On the top there is a lightning rod, signature rosters in canning jars, and wild grasses. There is a breeze and a view as vast as your peripheral vision. But what's really there is reward. When climbing, there's no question of expectation or shady boundary between proper engagement in the activity and skirting the rules. You just climb. Once you're there (and back safely), you've succeeded.
Accomplishment is what gives us self-confidence. Self-confidence gives us courage to face adversity. That's what the mountain, or the run, or the bike race, or the academically challenging class really offers.
When I was younger I avoided a lot of challenges. I wasn't afraid of them, I had falsely placed confidence. I was egotistical. Why try, I know I can do it. What's the challenge? The school of hard knocks showed me that it doesn't matter if you can. Potential is worthless. What counts is results. Years of resting on my potential left me with nothing to show. Now, I'm not so sure if I can do things anymore. Injuries and age have worn on me. Failures have given me modesty, though likely not enough.

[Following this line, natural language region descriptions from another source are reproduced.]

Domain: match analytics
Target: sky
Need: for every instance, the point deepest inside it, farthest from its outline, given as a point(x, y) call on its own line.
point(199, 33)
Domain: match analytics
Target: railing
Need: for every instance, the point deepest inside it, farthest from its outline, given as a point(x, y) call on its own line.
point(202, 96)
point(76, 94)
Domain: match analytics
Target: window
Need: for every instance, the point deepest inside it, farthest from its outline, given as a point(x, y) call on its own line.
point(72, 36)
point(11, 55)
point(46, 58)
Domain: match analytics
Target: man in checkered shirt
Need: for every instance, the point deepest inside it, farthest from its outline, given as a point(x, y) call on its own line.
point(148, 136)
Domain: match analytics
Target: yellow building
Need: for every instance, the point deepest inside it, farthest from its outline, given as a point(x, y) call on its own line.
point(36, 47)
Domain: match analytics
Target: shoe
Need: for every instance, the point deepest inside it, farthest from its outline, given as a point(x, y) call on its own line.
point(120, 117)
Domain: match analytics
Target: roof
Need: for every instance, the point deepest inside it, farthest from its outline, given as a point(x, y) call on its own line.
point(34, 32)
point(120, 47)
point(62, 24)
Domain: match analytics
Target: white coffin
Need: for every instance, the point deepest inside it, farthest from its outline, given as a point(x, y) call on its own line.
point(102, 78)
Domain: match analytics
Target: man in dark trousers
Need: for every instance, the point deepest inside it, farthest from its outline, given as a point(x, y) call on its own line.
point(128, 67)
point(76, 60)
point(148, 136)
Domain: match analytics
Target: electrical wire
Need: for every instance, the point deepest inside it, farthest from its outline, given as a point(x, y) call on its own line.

Let me explain why I wish to identify with the San Cayetano. The mountain is statistically unassuming and it’s very approachable, but in it lays many mysteries and challenges. Its peaks are rounded solid stone that stand distinct from the slopping sides like a head poking through a t-shirt.
It’s as if time has washed away all of the comfort giving shade, sucked away the natural springs and left exposed the foundations. It's like a weathered cowboy, standing proud and filthy, sun-baked and deeply wrinkled. He’s been doing his work for a long time and it’s never easy. But that’s what he is and that’s what he does and all can see.
I, too, hope to show myself without shame through the tests I face. I want to face the challenges that will wear away my soft exterior and leave exposed my core.
I’ve never owned Saucony shoes, but love this quote:
From a Saucony commercial: Maybe strong is just what you have left when you've used up all your weak...
I do not wish to promote a religion or advocate for a belief system. The following is a biblical quote because it, like the previous quote, reflects the sentiment.
John 3:20 - 21: For everyone who does wicked things hates the light and does not come to the light, lest his works should be exposed. But whoever does what is true comes to the light, so that it may be clearly seen that his works have been carried out in God.
Here's a picture from across the valley. We start at the far right (south) and the last peak on the left is the highest point. As mountains go, this is nothing special, but it is the land mark for the town where I live.
But to show you how deceptive distances and angles are in the desert, here's a view from the south:
One last picture, from the golf course. The shouldered pyramid in the front is Mt. Shibell, and behind it, to the left, is San Cayetano.